Apartamento de Marcos Bertoldi tem Lógica, Magia e Arte
Se o problema é ampliar espaço, bom arquiteto mistura lógica com mágica. Para montar residência e escritório secundários em São Paulo, Marcos Bertoldi escolheu apartamento compacto em edifício diferenciado. Valorizado pelas construções baixas nos lotes vizinhos, o projeto inteligente de Abraão Sanovicz em meio de terreno é um exemplar significativo do interesse dos anos 1960 e 1970 na exposição franca da estrutura regular de concreto aparente, com janelas e peitoris estendendo-se entre os pilares avançados para fora. Bertoldi manteve a planta original alongada com as peças dispostas em duas faixas retangulares. Mas a sala de estar ocupando três módulos estruturais ganhou formato de T, duas orientações e ventilação cruzada com a demolição de uma parede e a correspondente incorporação do espaço que era o quarto de empregada desnecessário. Removida a pintura de vigas e pilares dentro do apartamento, eles exibem de novo orgulhosos as veias das formas de madeira, protegidas por um verniz transparente. Como outrora, o cinza do concreto unifica sublinha elegantemente as paredes e destaca os peitoris acetinados pintados de branco. Mas o piso, ah, o piso, este é agora um plano também branco de resina brilhante que se junta com as paredes gerando como um fundo quase infinito, dentro do qual as pessoas e as coisas parecem levitar.

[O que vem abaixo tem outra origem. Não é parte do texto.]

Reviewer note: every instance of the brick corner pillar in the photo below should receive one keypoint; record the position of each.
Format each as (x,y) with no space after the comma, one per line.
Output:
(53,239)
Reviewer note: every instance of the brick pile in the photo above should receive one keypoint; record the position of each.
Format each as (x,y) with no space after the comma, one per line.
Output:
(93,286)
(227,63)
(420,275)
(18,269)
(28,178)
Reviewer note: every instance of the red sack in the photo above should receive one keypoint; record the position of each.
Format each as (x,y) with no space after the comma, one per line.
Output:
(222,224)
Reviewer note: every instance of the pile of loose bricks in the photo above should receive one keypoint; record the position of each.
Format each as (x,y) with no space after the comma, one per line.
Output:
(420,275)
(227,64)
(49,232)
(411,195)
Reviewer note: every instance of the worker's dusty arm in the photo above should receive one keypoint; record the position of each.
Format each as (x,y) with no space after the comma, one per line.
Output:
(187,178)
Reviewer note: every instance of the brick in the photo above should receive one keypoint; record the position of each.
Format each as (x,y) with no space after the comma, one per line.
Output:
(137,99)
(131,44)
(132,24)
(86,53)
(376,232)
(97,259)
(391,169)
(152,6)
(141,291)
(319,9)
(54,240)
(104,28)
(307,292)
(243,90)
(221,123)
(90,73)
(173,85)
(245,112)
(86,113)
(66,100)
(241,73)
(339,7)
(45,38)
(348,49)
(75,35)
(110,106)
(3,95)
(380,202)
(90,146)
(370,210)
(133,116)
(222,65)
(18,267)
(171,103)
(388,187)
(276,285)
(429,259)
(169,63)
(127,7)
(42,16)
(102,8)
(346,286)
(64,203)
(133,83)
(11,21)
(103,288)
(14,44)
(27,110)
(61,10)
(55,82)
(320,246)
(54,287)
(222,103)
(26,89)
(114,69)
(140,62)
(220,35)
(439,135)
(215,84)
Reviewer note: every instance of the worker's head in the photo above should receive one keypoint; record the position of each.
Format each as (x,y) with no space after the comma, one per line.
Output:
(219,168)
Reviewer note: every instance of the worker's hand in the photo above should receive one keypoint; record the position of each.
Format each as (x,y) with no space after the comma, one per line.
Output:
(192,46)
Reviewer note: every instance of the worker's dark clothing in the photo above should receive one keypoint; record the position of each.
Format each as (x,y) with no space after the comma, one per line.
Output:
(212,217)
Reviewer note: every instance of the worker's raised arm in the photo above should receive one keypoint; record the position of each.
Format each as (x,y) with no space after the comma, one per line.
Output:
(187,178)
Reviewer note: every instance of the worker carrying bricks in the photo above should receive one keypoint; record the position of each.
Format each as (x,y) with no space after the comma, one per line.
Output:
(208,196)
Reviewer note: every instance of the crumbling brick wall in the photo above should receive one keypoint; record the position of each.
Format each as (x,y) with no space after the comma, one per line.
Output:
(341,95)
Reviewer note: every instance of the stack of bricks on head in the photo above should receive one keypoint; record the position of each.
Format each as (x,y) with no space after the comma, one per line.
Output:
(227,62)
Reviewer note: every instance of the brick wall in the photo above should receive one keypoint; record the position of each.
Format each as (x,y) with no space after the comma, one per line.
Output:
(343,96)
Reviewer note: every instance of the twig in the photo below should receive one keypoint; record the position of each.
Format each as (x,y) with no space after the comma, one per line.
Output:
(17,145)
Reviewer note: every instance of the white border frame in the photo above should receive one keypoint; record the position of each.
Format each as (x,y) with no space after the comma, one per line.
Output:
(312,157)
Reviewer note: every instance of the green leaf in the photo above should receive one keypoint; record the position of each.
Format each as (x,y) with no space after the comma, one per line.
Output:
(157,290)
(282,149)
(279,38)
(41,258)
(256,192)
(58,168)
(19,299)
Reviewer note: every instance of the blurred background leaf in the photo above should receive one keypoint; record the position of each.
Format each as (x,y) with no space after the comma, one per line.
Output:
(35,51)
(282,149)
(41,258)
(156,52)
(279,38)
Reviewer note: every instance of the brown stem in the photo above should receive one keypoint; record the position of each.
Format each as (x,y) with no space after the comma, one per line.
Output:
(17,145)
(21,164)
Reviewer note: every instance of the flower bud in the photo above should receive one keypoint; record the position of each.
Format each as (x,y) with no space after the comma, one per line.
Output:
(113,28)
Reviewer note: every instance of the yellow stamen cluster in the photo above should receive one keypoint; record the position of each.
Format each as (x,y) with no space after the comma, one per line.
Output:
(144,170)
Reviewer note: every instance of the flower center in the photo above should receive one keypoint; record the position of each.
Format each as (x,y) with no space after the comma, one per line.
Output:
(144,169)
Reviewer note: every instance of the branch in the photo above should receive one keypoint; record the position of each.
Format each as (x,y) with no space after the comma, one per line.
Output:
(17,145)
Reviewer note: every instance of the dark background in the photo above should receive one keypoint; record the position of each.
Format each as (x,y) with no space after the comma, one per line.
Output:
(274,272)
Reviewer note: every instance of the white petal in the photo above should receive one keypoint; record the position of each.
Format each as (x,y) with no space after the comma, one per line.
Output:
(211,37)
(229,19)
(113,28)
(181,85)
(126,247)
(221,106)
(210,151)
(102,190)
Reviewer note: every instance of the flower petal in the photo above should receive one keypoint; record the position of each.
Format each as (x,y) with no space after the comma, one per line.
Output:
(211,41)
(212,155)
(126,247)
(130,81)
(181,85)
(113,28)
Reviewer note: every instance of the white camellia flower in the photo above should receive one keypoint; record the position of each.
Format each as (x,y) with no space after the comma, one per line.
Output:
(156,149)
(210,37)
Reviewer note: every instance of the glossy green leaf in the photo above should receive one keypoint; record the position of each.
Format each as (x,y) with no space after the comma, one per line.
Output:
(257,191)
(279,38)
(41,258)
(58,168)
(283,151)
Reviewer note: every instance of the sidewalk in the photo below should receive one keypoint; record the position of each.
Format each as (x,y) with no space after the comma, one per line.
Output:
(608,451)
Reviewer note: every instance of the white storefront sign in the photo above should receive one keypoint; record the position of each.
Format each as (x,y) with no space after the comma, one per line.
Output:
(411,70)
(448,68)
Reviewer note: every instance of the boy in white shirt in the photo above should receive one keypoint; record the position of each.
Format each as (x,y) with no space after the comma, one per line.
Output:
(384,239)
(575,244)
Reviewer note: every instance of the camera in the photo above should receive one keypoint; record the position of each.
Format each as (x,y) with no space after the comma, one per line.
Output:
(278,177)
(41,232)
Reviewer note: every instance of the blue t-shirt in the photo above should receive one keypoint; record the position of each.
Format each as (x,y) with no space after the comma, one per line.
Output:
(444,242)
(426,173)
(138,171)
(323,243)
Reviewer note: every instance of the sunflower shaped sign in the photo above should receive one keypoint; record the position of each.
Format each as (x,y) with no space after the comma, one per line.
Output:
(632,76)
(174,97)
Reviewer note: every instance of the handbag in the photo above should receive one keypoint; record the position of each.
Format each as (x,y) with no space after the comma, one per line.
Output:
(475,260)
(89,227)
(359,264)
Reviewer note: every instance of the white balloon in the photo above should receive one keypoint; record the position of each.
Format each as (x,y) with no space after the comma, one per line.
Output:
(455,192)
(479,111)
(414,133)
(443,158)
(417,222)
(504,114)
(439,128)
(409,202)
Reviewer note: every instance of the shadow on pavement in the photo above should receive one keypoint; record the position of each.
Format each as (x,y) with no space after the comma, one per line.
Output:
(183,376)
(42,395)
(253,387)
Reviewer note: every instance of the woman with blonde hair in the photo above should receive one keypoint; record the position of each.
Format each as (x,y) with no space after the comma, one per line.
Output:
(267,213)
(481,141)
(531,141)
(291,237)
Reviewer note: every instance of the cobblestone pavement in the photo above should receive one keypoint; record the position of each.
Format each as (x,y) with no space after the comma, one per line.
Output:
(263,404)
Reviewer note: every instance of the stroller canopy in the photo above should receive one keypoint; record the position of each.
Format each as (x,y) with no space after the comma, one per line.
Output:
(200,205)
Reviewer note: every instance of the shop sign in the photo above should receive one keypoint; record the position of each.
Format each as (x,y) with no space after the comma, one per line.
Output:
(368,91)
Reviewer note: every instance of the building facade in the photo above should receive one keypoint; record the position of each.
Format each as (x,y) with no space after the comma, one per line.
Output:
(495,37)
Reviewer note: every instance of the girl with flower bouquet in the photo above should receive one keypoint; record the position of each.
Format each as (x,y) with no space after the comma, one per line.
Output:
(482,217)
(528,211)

Porque não há tapete, a não ser a pele de vaca junto ao sofá clássico de Bernardo Figueiredo na parede de fundo, foco para quem chega. O sofá, o banco Rebanho de Tina e Lui e o divã de Luciana Martins e Gerson de Oliveira constituem as âncoras volumosas e escuras, terrosas, que chamam a atenção para as três paredes transversais enquanto as dissimulam com a ajuda dos quadros pendurados com arte em diversas alturas. O fundo infinito então se encurta e alarga de modo sutil. No meio da encruzilhada, a mesa redonda e branca de bom tamanho e pé central serve para trabalho, reunião e refeição, organiza e facilita a circulação, iluminada pelo pendente em vidro soprado esférico. À sua volta, as cadeiras Ghost de Philippe Starck dão a nota estrangeira e transparente.
As cadeiras de John Graz as acompanham, esbeltas, lineares e bem torneadas com três pés em vez dos quatro costumeiros. O conjunto desconjuntado é o único momento de repetição de peças na coleção de móveis do melhor design moderno brasileiro. Cadeiras de aproximação como a Girafa de Lina Bo Bardi e a Paulistano de Paulo Mendes da Rocha convivem com a poltroneta que balança Mendes Hirth e mesinhas de apoio como a do Estúdio Manus surreal com pés de flamingo, todos fazendo bom uso dos peitoris altos em que se encostam. Persianas sobre as janelas permitem a manipulação da luz sem tirar nada da largura do ambiente. A diversificação requintada de formas constitui uma paisagem densa mas visualmente leve, definindo grafismos em contraponto com o envelope despojado, de superfícies só-lidas contínuas e transparências eventualmente estriadas. Bertoldi restaurou e renovou com senso certeiro e o resultado funciona associando arquitetura e equipamento num diálogo que gera festa para a visão e o tato, revitalizando o passado recente para melhor usufruto da contemporaneidade educada. Como não aplaudir?